Miroir de l’âme

C’est, à la pointe sud de l’Inde, sur les rives de l’océan où furent dispersées les cendres de Gandhi, un petit village composé de simples maisonnettes de ciment posées sur le sol. Ses habitants y vivent en marge de la société.
Leurs corps portent les marques indélébiles de l’exclusion.
Ils ont la lèpre.

Alors que la maladie est peu contagieuse et que dorénavant on peut parfaitement enrayer son évolution, dès les premiers symptômes, grâce à des injections de polychimiothérapie, le nombre de malades dans le monde est d’environ 2,8 millions.

L’Inde fait partie des pays où la maladie non seulement est toujours présente mais où on enregistre continuellement de nouveaux cas.

Dans le village des lépreux, je n’ai pas voulu photographier la souffrance, les corps déformés, j’ai cherché la beauté, la dignité.

Certaines et certains sont malades, d’autres non. Femmes, maris, filles ou fils de lépreuses et de lépreux.

« Le visage est le miroir de l’âme »

6 réflexions au sujet de « Miroir de l’âme »

  1. Bonjour Céleste,
    et merci pour ces « belles » photos. L’Inde n’est-il pas un de ces pays ou se déploit l’un des plus efficace et rentable capitalisme ? (ou je me trompe?)

  2. Magnifiques.
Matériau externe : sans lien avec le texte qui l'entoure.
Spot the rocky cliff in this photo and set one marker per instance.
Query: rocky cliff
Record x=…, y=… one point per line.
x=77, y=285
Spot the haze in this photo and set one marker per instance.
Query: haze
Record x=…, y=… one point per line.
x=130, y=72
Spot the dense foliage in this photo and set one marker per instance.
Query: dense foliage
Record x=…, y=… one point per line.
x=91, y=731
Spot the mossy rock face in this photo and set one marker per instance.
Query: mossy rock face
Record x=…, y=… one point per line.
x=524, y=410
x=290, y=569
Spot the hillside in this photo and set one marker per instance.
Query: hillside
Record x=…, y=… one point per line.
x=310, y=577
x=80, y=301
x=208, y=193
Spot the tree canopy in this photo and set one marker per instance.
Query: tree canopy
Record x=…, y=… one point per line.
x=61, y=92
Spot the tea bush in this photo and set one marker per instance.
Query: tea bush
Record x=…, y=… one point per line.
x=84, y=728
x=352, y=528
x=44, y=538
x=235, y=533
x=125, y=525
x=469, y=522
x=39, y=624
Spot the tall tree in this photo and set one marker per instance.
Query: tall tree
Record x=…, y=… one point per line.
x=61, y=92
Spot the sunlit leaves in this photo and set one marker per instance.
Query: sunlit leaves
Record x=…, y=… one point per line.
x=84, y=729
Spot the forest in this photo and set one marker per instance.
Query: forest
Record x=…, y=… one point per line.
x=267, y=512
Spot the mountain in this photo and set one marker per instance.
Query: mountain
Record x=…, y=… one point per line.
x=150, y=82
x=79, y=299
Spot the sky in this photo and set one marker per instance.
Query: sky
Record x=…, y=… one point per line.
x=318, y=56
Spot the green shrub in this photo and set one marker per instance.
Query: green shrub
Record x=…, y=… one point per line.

Juste sans parler de bon, mauvais, douleur, joie et souffrance, mais ces portaits sont magnifiques. Tous du même village ? Exclus ? Comment ? Vite des réponses.
    Une collection d’âmes et d’incarnation.

  3. @MHPA

    merci 🙂

    Disons, pour faire bref, que l’Inde est de plus en plus un pays libéral. Il est gouverné par le Parti du Congrès, le parti de Nehru. On dira centre gauche. Mais comme ailleurs le libéralisme y fait son lit. Voir par exemple les dégâts, inimaginables, créés par Monsanto!

    Et comme ailleurs, les très riches (une poignée) le sont de plus en plus, une partie de la classe moyenne progresse économiquement, l’autre stagne et les très pauvres sont toujours aussi misérables.

    @salut zolive!

    Oui, tous du même village, le village des lépreux, juste à côté de Kanyakumari. Il est aidé par les religieuses d’un monastère voisin. Namaste a aussi contribué à améliorer le sort des habitants.
    Ils viennent tous du sud du Tamil Nadu, ont été marginalisés à cause de la maladie et ont trouvé refuge dans ce village. La sœur supérieure s’est vraiment battue pour eux.
    Depuis peu, grâce à une donatrice, leur village a un cimetière pour eux c’était très important.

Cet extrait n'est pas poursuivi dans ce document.